What is the best way to get the right support at the right time to children and families? Would a national model or a local model create a better space for frontline workers to show humanity and warmth in delivery of services? Would including children’s services alongside adults’ services make transition easier?
These look like a series of different questions, about support, the workforce, and transitions respectively. Not that long ago they would have been divided up and sent to various government departments to find an answer for ministers to give. Then they’d be answered, without reference to each other, citing small scale evidence of the experiences of a handful of families. Question asked and answered, next. Questioners left unsatisfied and unclear whether the answer they’ve been given is going to make any difference whatsoever to their lives.
Except, from the perspective of a child and their family, they are all the same question – how do I get the support I need, when I need it? And, the Scottish Government is attempting to answer this within the proposed National Care Service.
The problem is children and families in Scotland thought the answer to their question was already in progress. Scotland made a promise to them in February 2020 and they’re waiting for it to be kept. For them, and many working to keep the promise made to them, the August 2021 proposal to include children’s services in the National Care Service came left field and changed the question – it’s now ‘will a National Care Service help Scotland to keep the promise it has already made’? Somewhere along the way it feels like the focus changed along with the question - we were talking about what children and families need, now we’re back to talking about what the system wants to do. The difference might feel subtle, but the starting point is important.

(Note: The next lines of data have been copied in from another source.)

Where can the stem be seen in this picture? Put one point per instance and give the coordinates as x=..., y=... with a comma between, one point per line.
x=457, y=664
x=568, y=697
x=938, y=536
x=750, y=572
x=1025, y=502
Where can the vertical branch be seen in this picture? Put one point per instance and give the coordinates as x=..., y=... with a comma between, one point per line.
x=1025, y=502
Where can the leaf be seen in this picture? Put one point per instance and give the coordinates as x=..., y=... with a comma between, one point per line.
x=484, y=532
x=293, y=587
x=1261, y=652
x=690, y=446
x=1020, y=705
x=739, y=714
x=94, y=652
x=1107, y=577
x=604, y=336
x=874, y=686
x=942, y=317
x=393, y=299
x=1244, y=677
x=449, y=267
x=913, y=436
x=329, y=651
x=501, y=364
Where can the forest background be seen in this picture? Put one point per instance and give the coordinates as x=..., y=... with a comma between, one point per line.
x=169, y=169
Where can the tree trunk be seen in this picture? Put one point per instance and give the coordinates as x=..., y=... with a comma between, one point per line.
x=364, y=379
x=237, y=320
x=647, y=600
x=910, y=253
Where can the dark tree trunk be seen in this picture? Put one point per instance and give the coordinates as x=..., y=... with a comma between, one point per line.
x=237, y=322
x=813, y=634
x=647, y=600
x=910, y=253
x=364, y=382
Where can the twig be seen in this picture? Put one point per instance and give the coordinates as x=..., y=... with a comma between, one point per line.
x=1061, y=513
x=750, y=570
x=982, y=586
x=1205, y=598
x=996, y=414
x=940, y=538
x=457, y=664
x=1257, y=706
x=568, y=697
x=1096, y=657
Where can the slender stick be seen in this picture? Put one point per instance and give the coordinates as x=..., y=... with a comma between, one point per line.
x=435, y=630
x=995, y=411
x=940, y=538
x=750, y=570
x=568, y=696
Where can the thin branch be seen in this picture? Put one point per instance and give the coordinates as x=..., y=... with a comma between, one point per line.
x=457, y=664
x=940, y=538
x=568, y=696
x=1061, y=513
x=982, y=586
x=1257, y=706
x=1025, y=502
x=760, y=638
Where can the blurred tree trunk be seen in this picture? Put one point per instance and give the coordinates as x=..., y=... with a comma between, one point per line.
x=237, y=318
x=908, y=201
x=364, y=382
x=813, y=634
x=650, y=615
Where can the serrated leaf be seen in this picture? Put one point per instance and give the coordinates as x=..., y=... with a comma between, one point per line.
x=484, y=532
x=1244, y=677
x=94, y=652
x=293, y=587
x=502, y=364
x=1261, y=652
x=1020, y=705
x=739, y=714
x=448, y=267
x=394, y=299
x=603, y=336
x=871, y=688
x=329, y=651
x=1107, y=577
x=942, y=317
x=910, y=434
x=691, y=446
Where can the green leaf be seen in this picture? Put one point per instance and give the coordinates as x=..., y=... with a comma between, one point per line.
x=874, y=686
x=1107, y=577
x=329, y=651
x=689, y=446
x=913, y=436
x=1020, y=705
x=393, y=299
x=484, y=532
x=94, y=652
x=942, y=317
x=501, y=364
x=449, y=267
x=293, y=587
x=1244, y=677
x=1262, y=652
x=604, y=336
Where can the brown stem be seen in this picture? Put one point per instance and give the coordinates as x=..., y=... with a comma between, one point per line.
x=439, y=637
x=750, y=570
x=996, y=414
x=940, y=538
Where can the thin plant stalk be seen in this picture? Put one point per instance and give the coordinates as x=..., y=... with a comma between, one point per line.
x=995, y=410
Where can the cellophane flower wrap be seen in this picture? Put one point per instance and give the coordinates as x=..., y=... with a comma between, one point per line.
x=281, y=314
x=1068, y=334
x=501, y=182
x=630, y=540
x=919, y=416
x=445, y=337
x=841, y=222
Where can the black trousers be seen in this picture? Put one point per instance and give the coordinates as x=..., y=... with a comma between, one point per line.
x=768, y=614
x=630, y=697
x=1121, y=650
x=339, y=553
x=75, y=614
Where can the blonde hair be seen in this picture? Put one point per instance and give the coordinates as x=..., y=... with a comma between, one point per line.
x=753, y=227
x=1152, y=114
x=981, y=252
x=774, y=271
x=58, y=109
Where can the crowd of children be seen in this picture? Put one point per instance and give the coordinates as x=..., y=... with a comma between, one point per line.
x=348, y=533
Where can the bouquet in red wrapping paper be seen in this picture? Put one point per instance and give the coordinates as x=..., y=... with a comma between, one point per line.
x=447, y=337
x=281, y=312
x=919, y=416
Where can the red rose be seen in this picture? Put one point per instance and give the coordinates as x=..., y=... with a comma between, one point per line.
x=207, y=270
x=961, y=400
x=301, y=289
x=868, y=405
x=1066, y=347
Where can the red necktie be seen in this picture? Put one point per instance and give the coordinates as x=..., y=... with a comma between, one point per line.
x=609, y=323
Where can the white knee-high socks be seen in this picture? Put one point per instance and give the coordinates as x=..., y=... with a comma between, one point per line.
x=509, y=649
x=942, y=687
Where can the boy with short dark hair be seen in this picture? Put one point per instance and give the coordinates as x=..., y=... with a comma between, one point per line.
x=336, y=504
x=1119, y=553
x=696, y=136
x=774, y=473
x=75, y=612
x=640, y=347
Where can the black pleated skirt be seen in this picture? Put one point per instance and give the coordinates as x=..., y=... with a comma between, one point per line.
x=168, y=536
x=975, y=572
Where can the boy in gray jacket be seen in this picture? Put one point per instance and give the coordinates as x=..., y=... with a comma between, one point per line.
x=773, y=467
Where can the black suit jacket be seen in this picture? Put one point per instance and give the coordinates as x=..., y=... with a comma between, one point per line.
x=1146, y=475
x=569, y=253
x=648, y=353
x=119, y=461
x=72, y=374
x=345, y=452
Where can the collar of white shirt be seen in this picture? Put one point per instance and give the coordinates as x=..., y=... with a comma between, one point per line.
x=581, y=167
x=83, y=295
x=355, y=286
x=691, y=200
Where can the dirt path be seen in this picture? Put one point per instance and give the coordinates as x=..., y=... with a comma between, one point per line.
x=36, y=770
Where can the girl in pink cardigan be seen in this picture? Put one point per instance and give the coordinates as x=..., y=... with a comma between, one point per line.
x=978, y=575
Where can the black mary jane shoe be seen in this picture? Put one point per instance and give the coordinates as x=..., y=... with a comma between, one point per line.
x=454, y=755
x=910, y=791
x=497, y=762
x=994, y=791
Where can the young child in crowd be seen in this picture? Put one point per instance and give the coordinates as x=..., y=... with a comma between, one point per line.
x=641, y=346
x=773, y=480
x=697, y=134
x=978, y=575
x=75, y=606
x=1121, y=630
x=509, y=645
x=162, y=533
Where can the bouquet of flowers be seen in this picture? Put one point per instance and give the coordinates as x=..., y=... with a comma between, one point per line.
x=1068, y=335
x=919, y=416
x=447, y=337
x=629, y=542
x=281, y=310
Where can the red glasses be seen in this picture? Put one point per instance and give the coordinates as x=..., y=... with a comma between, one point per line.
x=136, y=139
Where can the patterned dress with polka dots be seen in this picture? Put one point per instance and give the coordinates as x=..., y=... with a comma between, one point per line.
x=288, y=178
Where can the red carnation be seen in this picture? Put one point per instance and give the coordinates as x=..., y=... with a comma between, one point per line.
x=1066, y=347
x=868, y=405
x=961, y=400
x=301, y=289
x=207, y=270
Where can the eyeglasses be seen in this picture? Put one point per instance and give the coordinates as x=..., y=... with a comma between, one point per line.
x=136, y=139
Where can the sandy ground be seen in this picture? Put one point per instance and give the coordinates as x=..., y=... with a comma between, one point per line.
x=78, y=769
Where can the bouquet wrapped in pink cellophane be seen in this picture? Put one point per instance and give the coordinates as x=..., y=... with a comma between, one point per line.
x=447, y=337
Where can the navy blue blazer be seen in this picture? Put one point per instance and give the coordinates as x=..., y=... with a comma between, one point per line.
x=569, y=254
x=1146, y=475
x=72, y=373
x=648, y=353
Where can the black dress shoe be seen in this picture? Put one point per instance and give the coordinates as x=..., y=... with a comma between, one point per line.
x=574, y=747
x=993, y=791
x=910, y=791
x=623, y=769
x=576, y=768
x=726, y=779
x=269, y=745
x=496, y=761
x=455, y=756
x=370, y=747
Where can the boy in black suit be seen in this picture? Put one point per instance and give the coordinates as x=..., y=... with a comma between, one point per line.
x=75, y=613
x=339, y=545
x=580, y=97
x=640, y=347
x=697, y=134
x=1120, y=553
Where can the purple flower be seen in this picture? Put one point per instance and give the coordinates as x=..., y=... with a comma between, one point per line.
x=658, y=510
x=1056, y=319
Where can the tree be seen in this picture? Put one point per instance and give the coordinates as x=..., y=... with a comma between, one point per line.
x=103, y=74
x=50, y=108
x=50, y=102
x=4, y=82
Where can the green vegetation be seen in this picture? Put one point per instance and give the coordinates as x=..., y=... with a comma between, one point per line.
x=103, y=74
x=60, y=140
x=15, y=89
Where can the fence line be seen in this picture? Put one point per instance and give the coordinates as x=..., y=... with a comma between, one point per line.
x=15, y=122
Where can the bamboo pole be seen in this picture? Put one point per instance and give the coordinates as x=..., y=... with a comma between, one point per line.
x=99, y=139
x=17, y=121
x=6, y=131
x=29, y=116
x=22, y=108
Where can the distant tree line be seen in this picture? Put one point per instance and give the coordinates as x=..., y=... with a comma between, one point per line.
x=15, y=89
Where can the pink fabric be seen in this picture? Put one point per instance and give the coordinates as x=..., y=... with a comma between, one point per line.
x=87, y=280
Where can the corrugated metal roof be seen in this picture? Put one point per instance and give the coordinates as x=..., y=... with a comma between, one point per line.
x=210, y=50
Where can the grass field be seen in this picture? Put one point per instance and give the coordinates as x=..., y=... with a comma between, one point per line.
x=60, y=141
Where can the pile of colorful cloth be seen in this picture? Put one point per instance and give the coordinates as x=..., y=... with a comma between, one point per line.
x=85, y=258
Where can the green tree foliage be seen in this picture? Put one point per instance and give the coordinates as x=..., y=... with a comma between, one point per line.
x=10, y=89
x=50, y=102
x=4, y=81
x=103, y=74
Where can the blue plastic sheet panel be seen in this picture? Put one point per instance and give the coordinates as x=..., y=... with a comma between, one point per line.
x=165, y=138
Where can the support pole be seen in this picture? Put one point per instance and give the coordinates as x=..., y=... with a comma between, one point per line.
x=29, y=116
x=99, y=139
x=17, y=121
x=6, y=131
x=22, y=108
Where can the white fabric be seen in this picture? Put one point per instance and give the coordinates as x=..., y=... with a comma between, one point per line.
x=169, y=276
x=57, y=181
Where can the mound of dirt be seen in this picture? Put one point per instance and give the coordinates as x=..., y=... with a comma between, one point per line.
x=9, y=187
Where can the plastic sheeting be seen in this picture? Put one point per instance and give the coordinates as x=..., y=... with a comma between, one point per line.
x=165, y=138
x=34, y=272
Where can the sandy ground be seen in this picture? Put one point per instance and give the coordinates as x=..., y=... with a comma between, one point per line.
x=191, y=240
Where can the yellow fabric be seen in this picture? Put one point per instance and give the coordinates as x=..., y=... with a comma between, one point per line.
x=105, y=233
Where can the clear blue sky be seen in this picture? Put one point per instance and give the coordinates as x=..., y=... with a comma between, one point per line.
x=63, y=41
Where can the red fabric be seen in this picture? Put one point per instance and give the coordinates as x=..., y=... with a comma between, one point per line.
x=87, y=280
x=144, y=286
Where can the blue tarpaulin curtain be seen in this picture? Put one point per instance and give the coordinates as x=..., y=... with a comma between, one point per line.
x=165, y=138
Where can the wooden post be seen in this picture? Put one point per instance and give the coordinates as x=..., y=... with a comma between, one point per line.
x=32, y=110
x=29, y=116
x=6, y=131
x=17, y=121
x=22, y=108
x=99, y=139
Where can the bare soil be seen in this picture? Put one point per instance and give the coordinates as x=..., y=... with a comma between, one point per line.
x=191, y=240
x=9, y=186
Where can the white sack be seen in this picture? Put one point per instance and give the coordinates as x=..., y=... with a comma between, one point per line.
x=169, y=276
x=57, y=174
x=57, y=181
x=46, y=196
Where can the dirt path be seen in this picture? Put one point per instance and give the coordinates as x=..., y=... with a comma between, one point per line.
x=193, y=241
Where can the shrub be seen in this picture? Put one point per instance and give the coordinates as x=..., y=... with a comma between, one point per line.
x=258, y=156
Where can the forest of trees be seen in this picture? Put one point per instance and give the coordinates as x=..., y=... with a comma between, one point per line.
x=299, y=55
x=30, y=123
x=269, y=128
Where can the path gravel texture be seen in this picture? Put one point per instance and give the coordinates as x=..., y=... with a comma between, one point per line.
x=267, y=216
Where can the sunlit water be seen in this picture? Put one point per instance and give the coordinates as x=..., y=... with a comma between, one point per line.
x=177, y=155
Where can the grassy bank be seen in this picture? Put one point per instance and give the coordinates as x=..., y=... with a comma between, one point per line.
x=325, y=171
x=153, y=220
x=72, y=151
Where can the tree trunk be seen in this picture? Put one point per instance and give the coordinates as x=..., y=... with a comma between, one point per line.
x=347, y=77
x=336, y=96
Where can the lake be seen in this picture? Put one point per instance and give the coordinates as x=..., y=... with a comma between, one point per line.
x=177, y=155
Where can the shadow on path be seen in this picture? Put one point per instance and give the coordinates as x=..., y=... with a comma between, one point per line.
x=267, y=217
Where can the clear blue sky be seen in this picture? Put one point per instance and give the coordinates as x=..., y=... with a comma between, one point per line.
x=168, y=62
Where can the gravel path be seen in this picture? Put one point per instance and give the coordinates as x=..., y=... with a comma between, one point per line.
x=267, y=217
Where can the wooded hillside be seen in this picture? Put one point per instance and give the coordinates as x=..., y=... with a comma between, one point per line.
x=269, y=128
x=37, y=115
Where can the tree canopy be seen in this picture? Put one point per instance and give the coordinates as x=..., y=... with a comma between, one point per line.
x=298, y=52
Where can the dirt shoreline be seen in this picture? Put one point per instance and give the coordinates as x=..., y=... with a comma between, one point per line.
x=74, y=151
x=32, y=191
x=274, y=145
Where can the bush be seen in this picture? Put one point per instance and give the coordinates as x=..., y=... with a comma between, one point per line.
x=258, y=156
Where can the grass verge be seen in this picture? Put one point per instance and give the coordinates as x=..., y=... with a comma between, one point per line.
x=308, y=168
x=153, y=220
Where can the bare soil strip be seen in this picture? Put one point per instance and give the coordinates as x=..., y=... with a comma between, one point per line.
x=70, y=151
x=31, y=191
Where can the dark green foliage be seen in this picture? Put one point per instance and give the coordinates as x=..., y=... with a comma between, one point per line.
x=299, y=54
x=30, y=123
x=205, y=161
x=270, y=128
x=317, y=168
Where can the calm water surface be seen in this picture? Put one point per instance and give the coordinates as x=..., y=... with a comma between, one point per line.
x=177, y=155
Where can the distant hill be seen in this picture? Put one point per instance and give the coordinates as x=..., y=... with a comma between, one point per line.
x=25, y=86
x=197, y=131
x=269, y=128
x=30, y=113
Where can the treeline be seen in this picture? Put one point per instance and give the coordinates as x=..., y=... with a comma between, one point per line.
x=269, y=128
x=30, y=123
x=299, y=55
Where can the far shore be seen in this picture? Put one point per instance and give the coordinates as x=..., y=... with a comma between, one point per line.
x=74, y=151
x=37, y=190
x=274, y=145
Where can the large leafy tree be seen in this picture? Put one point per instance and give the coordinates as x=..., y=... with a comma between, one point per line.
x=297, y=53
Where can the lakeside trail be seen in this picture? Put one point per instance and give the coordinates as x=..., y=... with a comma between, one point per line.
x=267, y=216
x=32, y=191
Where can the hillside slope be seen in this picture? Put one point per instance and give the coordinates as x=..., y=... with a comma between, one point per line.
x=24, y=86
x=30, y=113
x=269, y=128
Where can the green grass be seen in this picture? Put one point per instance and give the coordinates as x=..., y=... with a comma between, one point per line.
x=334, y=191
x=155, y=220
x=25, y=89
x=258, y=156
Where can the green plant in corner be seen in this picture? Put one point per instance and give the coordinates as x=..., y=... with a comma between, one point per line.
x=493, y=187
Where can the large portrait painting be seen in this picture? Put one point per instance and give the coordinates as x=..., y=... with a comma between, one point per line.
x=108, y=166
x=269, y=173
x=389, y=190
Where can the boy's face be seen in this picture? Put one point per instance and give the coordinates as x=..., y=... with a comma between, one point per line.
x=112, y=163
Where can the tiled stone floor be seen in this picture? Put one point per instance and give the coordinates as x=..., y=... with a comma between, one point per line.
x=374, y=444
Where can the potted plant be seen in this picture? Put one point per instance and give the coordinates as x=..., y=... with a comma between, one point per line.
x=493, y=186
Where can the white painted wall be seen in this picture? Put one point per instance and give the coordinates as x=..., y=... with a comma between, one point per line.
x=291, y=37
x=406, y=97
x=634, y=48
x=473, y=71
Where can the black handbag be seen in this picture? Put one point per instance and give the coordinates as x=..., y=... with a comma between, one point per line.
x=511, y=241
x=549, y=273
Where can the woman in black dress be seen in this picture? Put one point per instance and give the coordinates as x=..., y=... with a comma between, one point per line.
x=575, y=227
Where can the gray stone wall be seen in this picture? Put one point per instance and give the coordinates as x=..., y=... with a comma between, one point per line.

To try to make sense of it all The Promise Scotland commissioned research on the 1,095 published consultation responses to establish the implications of the National Care Service proposals on the promise and, ultimately, to try to find a way back to focusing on children and families. Following the publication of the interim report in March, the final report is published today.
Of the 521 respondents who offered a view on whether the National Care Service should include both children and adults, 112 specifically mentioned the promise. Across both groups, the majority tried hard but ultimately failed to reach a view due to a lack of evidence. In this sense, we’re no further forward. Any decision, made now, on the inclusion or exclusion of children’s services in the National Care Service cannot be evidence based.
But there is hope. The work done by respondents to try to answer the question identified many different angles on the problem which, when analysed, produced a series of questions on the detail that needs to be worked through before the impact of a National Care Service on children and families can be identified. In short, a National Care Service that includes children’s services has a raft of implications for Scotland’s commitment to keep the promise made to children and their families. Only once these have been fully considered can the question be answered confidently.
And, just like the barely noticeable, but definitely present, shift from talking about people back to talking about the system that the proposals brought, there is a risk that Scotland gets lost in the detail, the micro-decisions, the system-focus of the National Care Service in a desperate attempt to make it perfect, and ultimately loses sight of the reality. As one young person who spoke to the research team said, children don’t care whether those who support them work for a national or a local body, they just care they have what they need.
Deciding the best structure to meet those needs starts with focusing on people, what good looks like for them, and then deciding which structure best facilitates that. The litmus test for reaching that point must be objective - if a child and their family were standing in front of you asking whether their support coming from a National Care Service would make their lives better, could you answer them confidently?
The truth is that most people who answered the consultation questions didn’t know the answer. Yet despite that uncertainty there is a lot of hope.
Hope that the National Care Service offers an opportunity to explore what improvement in children’s services should look like. Hope that when we think ‘evidence’, we think ‘children and families’ and not just ‘datasets’. Hope that Scotland can work together and accept that there is no single process that will lead to an easy, conclusive answer. Hope that whether it ends up that a National Care Service is the right next step for children and families or the wrong one, collaboration, inclusion, respect, diligence and determination are the principles we use to work out the answer, starting from the position of what will best meet needs and uphold rights.